Humor will gelernt sein
«Sagt Fritzchen zum Lehrer ...»
«Fliegen zwei Tomaten durch die Luft, kommt ein Hubschrappschrapp.» Rasselndes Gelächter am Küchentisch. Zwei Sechsjährige biegen sich vor Vergnügen. Der Einwand der zuhörenden Mutter, in ihrer Jugend seien es noch Rüebli gewesen, die durch die Luft geflogen seien, was wegen des «schrappschrapp» auch deutlich witziger gewesen sei, wird niedergelacht. Pointe? Wer braucht denn so was? Und wegen des grossen Erfolgs gleich nochmal: «Fliegen zwei Tomaten …» Als Erwachsener hat man jetzt zwei Möglichkeiten: Den schalen Scherz höflich belachen oder an der Korrektur festhalten und zwei kleine Mädchen unglücklich machen. Also dann: «Na so was, zwei Tomaten, haha!» Unnötig zu erwähnen, dass der Witz einen durch die Woche begleitet; ergänzt durch ein Lied, das offenbar gerade im Kindergarten der Schenkelklopfer ist: «Schlaf, Kindli schlaf, deine Mutter ist ein Tintenfisch, secklet übern Küchentisch.» Beknackt, aber auch nicht viel beknackter als der Must-have-Scherz der vergangenen Wintersaison: «Kling Glöckchen klingellingeling, die Oma sitzt am Fenster, der Opa sieht Gespenster, Dracula und Frankenstein hauen ihm die Fresse ein.» Kurz: Am Gelächter scheiden sich die Geister und – Altersstufen.

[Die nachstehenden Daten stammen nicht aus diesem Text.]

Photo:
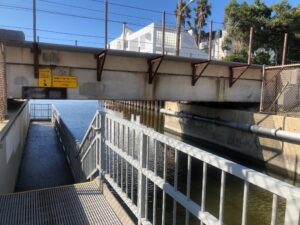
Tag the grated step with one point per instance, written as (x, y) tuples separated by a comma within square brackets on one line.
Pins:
[(72, 204)]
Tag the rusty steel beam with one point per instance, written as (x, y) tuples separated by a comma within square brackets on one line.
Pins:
[(240, 71), (100, 63), (195, 76), (151, 63)]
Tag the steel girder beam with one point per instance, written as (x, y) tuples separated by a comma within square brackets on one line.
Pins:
[(100, 63), (151, 63), (195, 76)]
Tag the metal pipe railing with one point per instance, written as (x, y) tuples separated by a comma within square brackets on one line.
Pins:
[(276, 134), (106, 145)]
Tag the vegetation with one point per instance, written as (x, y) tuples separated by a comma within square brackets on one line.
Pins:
[(269, 23), (197, 19)]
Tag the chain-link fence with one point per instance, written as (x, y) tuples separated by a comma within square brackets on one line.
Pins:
[(281, 90)]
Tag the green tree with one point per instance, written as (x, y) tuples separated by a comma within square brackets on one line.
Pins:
[(269, 23), (202, 11), (197, 21), (185, 15)]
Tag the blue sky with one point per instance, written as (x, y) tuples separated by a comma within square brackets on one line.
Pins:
[(89, 31)]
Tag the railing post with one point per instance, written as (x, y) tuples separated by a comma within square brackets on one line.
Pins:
[(105, 23), (141, 177), (101, 143), (292, 212)]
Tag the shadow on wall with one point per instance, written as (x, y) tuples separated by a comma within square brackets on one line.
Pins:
[(265, 154)]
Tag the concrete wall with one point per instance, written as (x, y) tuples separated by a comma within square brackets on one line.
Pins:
[(278, 156), (125, 76), (12, 141)]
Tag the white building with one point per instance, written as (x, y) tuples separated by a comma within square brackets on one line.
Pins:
[(149, 39), (217, 51)]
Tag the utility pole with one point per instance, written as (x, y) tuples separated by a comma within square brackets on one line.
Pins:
[(210, 40), (105, 23), (34, 19), (124, 37), (178, 26), (163, 32), (250, 46), (3, 84), (284, 49)]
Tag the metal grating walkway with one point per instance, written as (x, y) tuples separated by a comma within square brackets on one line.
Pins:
[(73, 204)]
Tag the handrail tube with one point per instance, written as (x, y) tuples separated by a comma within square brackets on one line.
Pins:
[(276, 134), (272, 185)]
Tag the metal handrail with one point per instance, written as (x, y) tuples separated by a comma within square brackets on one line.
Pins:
[(108, 149)]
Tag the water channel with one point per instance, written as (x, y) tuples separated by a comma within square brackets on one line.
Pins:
[(77, 116)]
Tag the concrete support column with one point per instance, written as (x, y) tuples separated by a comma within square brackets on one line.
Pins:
[(3, 84)]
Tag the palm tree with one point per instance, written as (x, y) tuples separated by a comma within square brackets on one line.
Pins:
[(3, 94), (202, 11), (185, 15)]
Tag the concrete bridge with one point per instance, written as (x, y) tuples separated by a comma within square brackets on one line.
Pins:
[(119, 75)]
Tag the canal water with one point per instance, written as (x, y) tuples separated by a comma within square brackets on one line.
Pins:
[(77, 116)]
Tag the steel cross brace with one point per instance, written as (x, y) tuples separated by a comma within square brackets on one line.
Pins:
[(100, 63), (151, 63), (241, 70), (196, 77), (36, 51), (277, 72)]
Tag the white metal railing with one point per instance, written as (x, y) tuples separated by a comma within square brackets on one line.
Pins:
[(118, 150)]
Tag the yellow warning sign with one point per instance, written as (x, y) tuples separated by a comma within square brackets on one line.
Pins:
[(64, 81), (45, 78)]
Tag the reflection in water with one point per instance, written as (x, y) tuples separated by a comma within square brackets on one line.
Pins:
[(78, 115), (259, 201)]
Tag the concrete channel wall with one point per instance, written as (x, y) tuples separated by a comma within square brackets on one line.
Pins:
[(125, 76), (12, 141), (279, 157)]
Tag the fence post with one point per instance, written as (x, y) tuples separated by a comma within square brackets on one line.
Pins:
[(284, 49), (210, 40), (34, 19), (292, 212), (141, 177), (250, 46), (262, 89), (178, 32)]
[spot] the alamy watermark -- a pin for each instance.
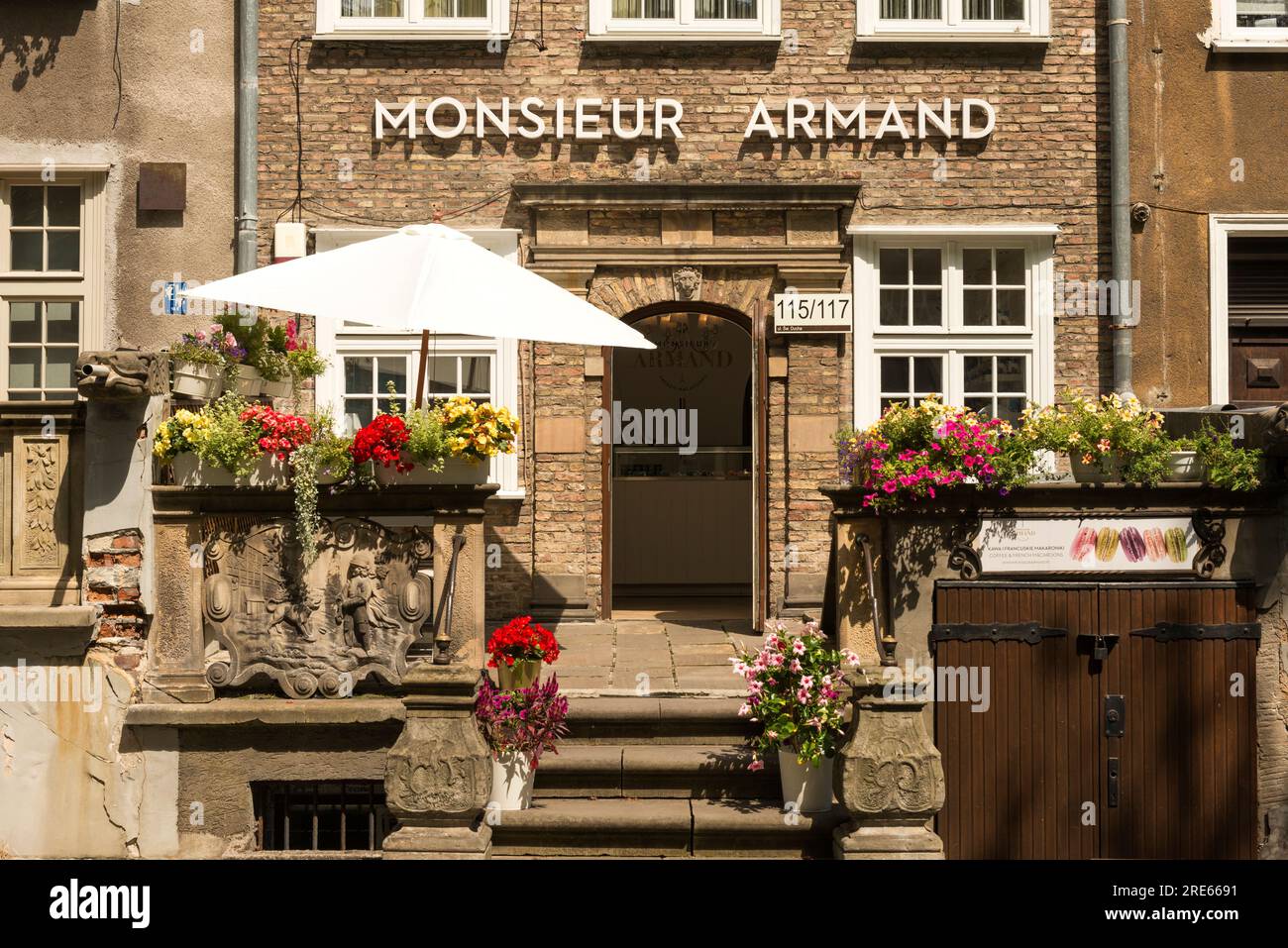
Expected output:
(634, 427)
(53, 685)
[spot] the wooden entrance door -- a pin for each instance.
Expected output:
(1140, 753)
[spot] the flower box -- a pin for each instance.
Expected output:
(191, 471)
(198, 381)
(456, 471)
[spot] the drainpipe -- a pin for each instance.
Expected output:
(1120, 194)
(248, 133)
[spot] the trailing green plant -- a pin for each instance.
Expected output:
(326, 454)
(1225, 464)
(1100, 433)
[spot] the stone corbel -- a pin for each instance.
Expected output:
(121, 372)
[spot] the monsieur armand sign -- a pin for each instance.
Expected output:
(593, 119)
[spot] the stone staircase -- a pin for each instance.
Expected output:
(662, 777)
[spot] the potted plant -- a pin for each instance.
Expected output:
(218, 446)
(322, 462)
(1111, 440)
(273, 365)
(518, 727)
(914, 453)
(301, 360)
(516, 651)
(198, 363)
(475, 434)
(794, 694)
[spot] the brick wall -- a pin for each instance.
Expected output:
(1042, 163)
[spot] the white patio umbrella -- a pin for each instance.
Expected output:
(430, 278)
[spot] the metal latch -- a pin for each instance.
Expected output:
(1116, 715)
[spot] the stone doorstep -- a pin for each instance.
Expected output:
(719, 828)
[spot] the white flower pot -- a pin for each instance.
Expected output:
(248, 382)
(275, 389)
(200, 382)
(1185, 467)
(805, 789)
(513, 776)
(1100, 472)
(191, 471)
(456, 471)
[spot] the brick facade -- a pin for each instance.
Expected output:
(1044, 162)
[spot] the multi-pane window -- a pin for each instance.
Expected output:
(912, 286)
(52, 248)
(366, 386)
(413, 18)
(910, 378)
(995, 286)
(996, 385)
(368, 380)
(46, 228)
(683, 18)
(979, 20)
(1261, 14)
(44, 340)
(960, 316)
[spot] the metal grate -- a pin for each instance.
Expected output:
(321, 817)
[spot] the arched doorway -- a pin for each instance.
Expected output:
(681, 479)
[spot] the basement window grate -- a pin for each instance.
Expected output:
(321, 817)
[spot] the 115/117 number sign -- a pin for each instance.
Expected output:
(812, 312)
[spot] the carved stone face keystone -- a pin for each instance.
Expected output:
(688, 283)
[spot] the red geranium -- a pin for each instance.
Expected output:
(381, 441)
(278, 433)
(522, 639)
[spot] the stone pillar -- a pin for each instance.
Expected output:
(439, 773)
(888, 775)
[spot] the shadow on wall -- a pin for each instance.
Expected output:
(33, 33)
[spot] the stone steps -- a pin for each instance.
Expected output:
(661, 828)
(658, 779)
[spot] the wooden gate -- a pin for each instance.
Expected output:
(1120, 720)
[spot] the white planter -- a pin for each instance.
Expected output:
(1185, 467)
(248, 382)
(513, 776)
(1099, 472)
(456, 471)
(805, 789)
(191, 471)
(200, 382)
(275, 389)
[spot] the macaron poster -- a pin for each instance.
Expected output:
(1070, 545)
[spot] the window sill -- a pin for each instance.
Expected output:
(977, 39)
(721, 38)
(439, 37)
(1229, 46)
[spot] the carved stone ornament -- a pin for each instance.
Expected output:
(353, 613)
(688, 282)
(123, 372)
(889, 773)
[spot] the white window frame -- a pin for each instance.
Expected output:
(1222, 228)
(1035, 27)
(335, 342)
(1228, 35)
(331, 25)
(686, 25)
(86, 285)
(953, 339)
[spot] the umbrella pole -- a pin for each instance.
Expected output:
(424, 361)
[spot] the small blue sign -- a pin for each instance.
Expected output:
(174, 303)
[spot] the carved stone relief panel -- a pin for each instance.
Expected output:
(352, 614)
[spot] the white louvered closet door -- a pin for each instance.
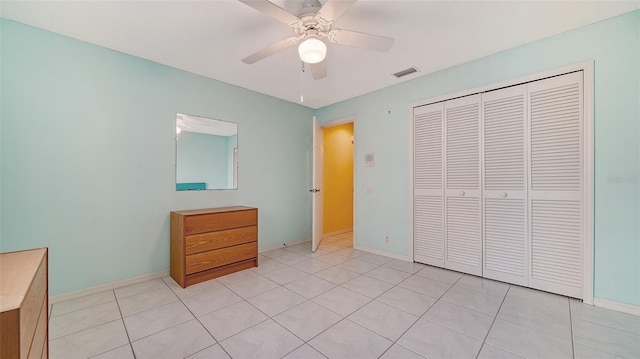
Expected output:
(428, 201)
(505, 185)
(463, 235)
(556, 166)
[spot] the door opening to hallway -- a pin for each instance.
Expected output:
(338, 184)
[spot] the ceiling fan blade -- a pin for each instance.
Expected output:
(333, 9)
(319, 70)
(270, 50)
(360, 39)
(273, 10)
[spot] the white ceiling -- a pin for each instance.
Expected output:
(210, 37)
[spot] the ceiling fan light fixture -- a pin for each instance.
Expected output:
(312, 50)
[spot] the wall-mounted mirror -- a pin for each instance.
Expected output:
(206, 153)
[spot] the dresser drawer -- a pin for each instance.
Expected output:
(197, 243)
(206, 260)
(220, 221)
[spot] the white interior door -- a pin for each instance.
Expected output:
(556, 167)
(506, 249)
(463, 214)
(428, 182)
(316, 222)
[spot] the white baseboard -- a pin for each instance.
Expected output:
(383, 253)
(331, 234)
(283, 245)
(107, 286)
(620, 307)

Im Normalfall, also ausserhalb der Fasnachtszeit und abgesehen von Mario-Barth-Fans, trennt Erwachsene und Kinder nichts mehr voneinander als der Humor. Freud behauptete einst sogar, Kinder hätten keinen. Doch inzwischen ist die Forschung weiter, und man weiss: Jedes Alter hat seinen eigenen. Sollte seinen haben. Denn wie alle Güter ist auch Humor ungleich verteilt. Und während bislang Schmallippigkeit gerne mit Ernst und Gedankentiefe verwechselt wurde, haben Humorforscher wie der Psychologe Geoffrey Miller von der University of New Mexico herausgefunden: «Humor ist ein sehr zuverlässiges Indiz für Intelligenz und Kreativität.» Denn nur wer in der Lage ist, schnell und gegen den Strich zu denken, Regeln kennt und sie lustvoll bricht, kann komisch sein. Nicht umsonst bedeutete «Witz» im Mittelhochdeutschen «Geist, Verstand». Ein guter Grund, Kinder auch mal in Witzigkeit statt im Wurzelziehen zu fördern.
Babys bis zu 12 Monaten
Die Fähigkeit zu lachen, ist dem Menschen angeboren. Ob auch Affen lachen und gekitzelte Ratten kichern, wie amerikanische Wissenschaftler herausgefunden haben wollen, sei dahingestellt. Fest steht: Ab drei Monaten wird aus lächelähnlichem Muskelzucken gezieltes Lächeln. Bekanntes wird angestrahlt. Noch interessanter als selbst zu lachen, ist es jedoch, Mama oder Papa beim Lachen zuzusehen. Was sie lustig finden, findet auch das Kind lustig. Mit sechs Monaten, so ergaben Studien der Univerity of New Hampshire, schauen sich Babys Emotionen bei den Eltern ab. Ab 8 Monaten ist «Gugus dada» der Renner. Das Baby hat erste Regeln gebildet: Etwas, das ich nicht sehe, ist weg. Gegenstände behalten ihre Grösse. Taucht nun ein hinter Mamas Rücken verschwundenes Quietschentchen «dada!!!» wieder auf oder wird etwa ein Blatt Papier durch Zerreissen plötzlich kleiner, entsteht eine Inkongruenz. Das massgebliche Charakteristikum jeden Scherzes. Das Baby ist verblüfft, begeistert und erweitert seine Weltsicht. Bestes Beispiel: Youtube, Baby lacht, weil Papier zerreisst.
1-2 Jahre
Jetzt kennt das Kind schon eine Menge «Naturgesetze» und hat Theorien über die Welt: Socken gehören an die Füsse. Wer gefüttert wird, kann sich darauf verlassen, etwas zu essen zu bekommen. Wasser ist zum Planschen da, Spinat eher nicht. Ein prima Fundus für die ersten selbstgemachten Scherze: Der Strumpf auf dem Kopf. Mama füttern und selber essen … Klasse, wie die grüne Pampe spritzt … Jetzt zeigen Kinder, dass sie mit Regeln spielen können und erfahren: Humor sorgt für gute Stimmung, Menschen mögens lustig und: Humor ist nur, wenn beide lachen. Denn irgendwie kommt die Spinat-Nummer bei Mama nicht wirklich gut an. Kinder in diesem Alter sind überzeugt: Wiederholung macht den Witz besser. Bis sie ihren Irrtum einsehen, durchqueren Eltern jahrelang ausgedehnte Wüsten des Humors.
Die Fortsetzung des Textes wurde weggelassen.